La venderesse ne démontre pas autrement que son acheteuse avait connaissance de l’existence d’une offre de renouvellement, la confirmation d’une remise par la société AGENCE AIN RHONE IMMOBILIER, qui vient en défense dans la procédure, n’y suffisant pas. Il convient d’en conclure que c’est sur le fondement d’un déficit d’information que la société KEY INVEST a dispensé le notaire d’une plus ample information et repris un bail renouvelé plutôt que tacitement prolongé.
Madame [D] [J] et la société AGENCE AIN RHONE IMMOBILIER estiment que l’information relative à un bail renouvelé et tacitement prolongé n’était pas déterminante dans la vente au sens des articles 1112-2 et 1137 du code civil, dès lors que la société KEY INVEST souhaitait acquérir l’ensemble de l’immeuble pour le rénover et le vendre, mais non obtenir du local loué un taux de rendement supérieur. La société KEY INVEST estime que le déficit d’information l’a conduite à souscrire à la vente à un prix excessif du fait du rendement supérieur qu’elle escomptait d’un bail tacitement prolongé.
Si le raisonnement de la société KEY INVEST s’entend dans l’abstraction, l’opération doit être resituée dans le cadre d’une vente portant sur 15 lots de copropriété de l’immeuble au prix global de 2.700.000€, dont le local litigieux ne constitue que l’un des lots. Elle relève elle-même dans ses conclusions que les prix des différents lots n’ont pas été individuellement chiffrés lors de la vente, de sorte que l’établissement du prix global s’est effectué sur la base des caractéristiques de l’ensemble de ces 15 lots, sans qu’il soit démontré que celles du local litigieux revêtaient une importance particulière. Même si la société agissait dans le souci de tirer le meilleur rendement de chacun des lots, amenée ainsi à réclamer à sa locataire un loyer déplafonné le 5 août 2020, ce déplafonnement était subordonné à l’accord de celle-ci ou à une décision judiciaire, ce qui le soumettait à un aléa.
Le simple projet de déplafonnement de loyer pour ce local n’était donc pas nécessairement déterminant dans les conditions de la vente.

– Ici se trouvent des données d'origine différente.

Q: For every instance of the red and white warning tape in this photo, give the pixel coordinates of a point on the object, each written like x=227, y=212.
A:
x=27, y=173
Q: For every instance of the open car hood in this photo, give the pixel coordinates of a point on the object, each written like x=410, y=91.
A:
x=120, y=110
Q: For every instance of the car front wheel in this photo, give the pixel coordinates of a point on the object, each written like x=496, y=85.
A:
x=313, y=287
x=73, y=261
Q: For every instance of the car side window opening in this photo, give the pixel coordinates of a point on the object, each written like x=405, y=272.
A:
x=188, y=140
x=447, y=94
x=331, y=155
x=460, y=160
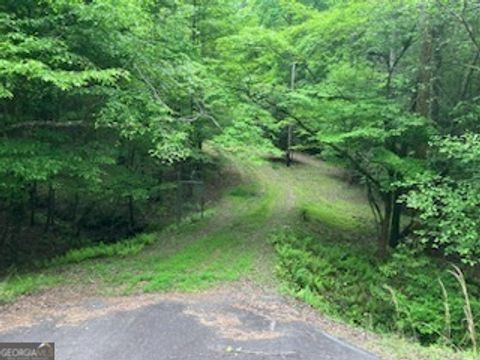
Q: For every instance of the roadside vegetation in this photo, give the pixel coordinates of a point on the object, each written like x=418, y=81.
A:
x=135, y=136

En l’absence d’établissement du caractère déterminant de l’information, la demande d’indemnisation du défaut d’information, délibéré ou non, sera rejetée.
La société KEY INVEST, qui succombe, devra s’acquitter des dépens de l’instance.
Il convient en équité de laisser à la charge de chacune des parties ses frais de procédure et rejeter les demandes formées au titre de l’article 700 du code de procédure civile.
L’exécution provisoire est de droit par application de l’article 514 du code de procédure civile et il n’y a pas lieu d’y déroger par une disposition expresse.
PAR CES MOTIFS
Le tribunal, par jugement contradictoire, rendu publiquement et en premier ressort :
CONSTATE que ni Madame [Z] [U] veuve [D] [J] ni la société AIN RHONE IMMOBILIER ne justifient avoir informé la société KEY INVEST de la demande de renouvellement signifiée par Madame [T] le 27 juillet 2014,
DEBOUTE la société KEY INVEST de sa demande d’indemnisation pour manquement au devoir de délivrance d’une information déterminante et pour dol,
REJETTE les demandes formées au titre de l’article 700 du code de procédure civile,
CONDAMNE la société KEY INVEST aux dépens.
Remis au greffe en vue de sa mise à la disposition des parties, le présent jugement a été signé par le Président, M. GOUNOT, et le Greffier présent lors du prononcé, Mme BIZOT.